Financing college requires some planning. Financial advisor Troy Onink, writing in Forbes, suggests that financing college is about more than simple financial aid. He advises that there are four interconnected areas that must be considered school selection, financial aid, tax aid, and personal resources. To make the best choices for financing college, it will require expertise in all four areas. This is easy enough, if a student is fortunate enough to afford the assistance of a financial planner and a tax advisor to consult and guide them through their dealings with the school’s financial aid counselors. Realistically however, many students are not so lucky. Yet this in no way discounts Onink’s sound advice. Therefore, it is important for students who cannot afford an expert to become their own expert in financing college.
School Selection and Personal Resources for Financing College
The first aspect of financing college that must be well researched is the choice of school. Connected to this, however, is the ability of the student to be realistic about a true estimate of the personal resources they have. It cannot be stressed enough how, without a paid financial planner keeping the student in check, that students must choose colleges that are within his or her financial reach. Do not expect that a financial aid counselor at any school is going to suggest, given your financial resources, that it will be wiser for you look at another school that is less expensive. New York Times Your Money columnist Ron Lieber urges students to realize that college’s financial aid counselors are in the enrollment business, not financial planning. Schools are vastly loosing state funding and raising tuition. Student themselves must care for their own best interests as state cuts place more of the financial burden on the student while leaving schools desperate for enrollment. Therefore, know how much you have, and choose a school accordingly.
Federal Financial Aid for Financing College (FAFSA)
Next, a student absolutely should go through the financial aid process and submit a free application for federal student aid (FAFSA). There are three types of financial aid available as a result of this process: federal loans which must be repaid, grants and scholarships that do not have to be repaid, and employment programs where students can earn money and obtain job experience while still in school. When the results of a FAFSA application come back, a student will learn if they are eligible for a Pell Grant and how much federal student loan money they may borrow. Given the current climate of job competition facing many students after graduation and the monstrous student loan debt looming over the heads of countless graduates, it is important to avoid student loans for financing college unless absolutely necessary. If a student’s (or a dependent student’s family) income does not exceed $23,000 dollars, they could receive the Pell grant which will pay up to 5,500 dollars a year for a limit of 12 semesters.
What is unfortunate is that many students are not filing the FAFSA. Every year, about 1.7 million students do not apply because they mistakenly believe they are not eligible for aid. In the school year 2007-2008, at least 2.3 million students who failed to submit a FAFSA would in fact have been eligible for a Pell grant, which does not even need to be repaid. Equally surprising, 56.3% of the 1.7 million who believed they were ineligible expressed that they were willing to take on debt. It only takes a small amount of time and effort to make the best decisions for financing college. Those willing to exert some effort will come out ahead.

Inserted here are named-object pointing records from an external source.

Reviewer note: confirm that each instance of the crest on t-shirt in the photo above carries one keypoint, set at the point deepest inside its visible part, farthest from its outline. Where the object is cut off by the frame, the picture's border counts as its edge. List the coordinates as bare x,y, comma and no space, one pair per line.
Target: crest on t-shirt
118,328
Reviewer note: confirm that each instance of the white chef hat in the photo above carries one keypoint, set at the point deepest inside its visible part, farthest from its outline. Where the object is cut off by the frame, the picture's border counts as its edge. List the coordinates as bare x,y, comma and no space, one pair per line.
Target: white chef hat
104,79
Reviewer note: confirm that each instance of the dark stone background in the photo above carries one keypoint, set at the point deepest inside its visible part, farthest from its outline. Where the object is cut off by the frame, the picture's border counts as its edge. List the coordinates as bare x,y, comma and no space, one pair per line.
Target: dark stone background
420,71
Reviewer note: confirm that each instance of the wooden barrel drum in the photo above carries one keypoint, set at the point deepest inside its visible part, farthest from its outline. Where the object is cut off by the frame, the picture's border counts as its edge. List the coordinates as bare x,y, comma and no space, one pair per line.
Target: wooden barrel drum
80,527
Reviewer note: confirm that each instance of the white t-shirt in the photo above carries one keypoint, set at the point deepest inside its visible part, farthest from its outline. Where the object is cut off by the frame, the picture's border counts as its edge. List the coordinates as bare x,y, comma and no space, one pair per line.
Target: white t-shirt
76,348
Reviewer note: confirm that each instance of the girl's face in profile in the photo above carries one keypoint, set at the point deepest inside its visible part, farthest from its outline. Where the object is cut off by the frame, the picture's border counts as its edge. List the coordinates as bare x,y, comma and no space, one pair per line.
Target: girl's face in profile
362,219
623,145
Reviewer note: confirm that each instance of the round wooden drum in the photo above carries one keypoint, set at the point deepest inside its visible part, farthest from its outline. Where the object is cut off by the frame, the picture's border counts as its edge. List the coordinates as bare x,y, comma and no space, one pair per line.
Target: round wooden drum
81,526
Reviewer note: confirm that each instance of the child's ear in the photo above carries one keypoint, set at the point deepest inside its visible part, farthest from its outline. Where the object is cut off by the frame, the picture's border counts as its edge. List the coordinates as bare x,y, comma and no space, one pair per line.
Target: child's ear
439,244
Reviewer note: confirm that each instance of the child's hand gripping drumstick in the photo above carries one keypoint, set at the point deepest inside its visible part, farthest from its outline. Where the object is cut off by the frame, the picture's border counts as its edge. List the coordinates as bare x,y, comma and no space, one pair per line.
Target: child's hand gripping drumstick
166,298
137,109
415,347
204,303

The U.S. Department of Education offers about 200 grant programs, with varying eligibility requirements that students can research and apply for separately from the FAFSA. After applying for as many grants as possible, students can check into federal employment programs, or what many have known as work-study programs. Federal dollars for these programs are currently available at 3,400 schools. Students can work at the school itself, a federal, state or local public agency, or private non-profit or for-profit organizations, as long as at least 7 percent of the work is allocated toward community service jobs, such as reading or math tutoring for school children. One thing students must be wary of is scams. The College Board warns students to never give out personal information to anyone via a phone call or email for a financial aid offer. The federal government does not charge fees for processing loans, grants or applications, so anyone asking for bank account information is attempting to scam the student. Identity theft has been reported as thieves have posed as government, bank, or business representatives to gain personal information on students. Assuming all grants are legitimate, if a student is still falling short of funding once they have exhausted every avenue to secure any and all monies that do not require repayment, it may be necessary to borrow the rest in student loans.
Tax Aid for Financing College
One last way to be smart about financing college is to know what tax breaks are available for students. Of course, taking advantage of tax breaks comes only after you have already paid for school, but it never hurts to get a little something back at the end of the tax year. At irs.gov students can check their eligibility for The Hope Credit or the Lifetime Learning Education Credit. A temporary modification to the Hope Credit, The American Opportunity Tax Credit, extends the length one can claim the credit and increases the amount they can claim. Beginning in 2009, this credit is only available through 2012. There is also the Tuition and Fees deduction which allows students to reduce the amount of their taxable income by up to $4,000. The difference between a tax credit and a deduction is that a credit reduces the amount of tax you may owe, where a deduction reduces the amount of income that is taxable. Furthermore, a student will have to choose between claiming either one of the credits or the deduction; you cannot claim both. As well, if you choose to claim the tax credit, you can only claim one of the credits, either The Hope or the Lifelong Learning. Calculating both of the credits to see which one will be most beneficial, and then calculating the deduction to see if that would be better than the credit is a daunting undertaking. For those who can afford it, a tax preparer will do this. However, most tax software and many of the free or low-cost online tax programs will also calculate the best education tax options.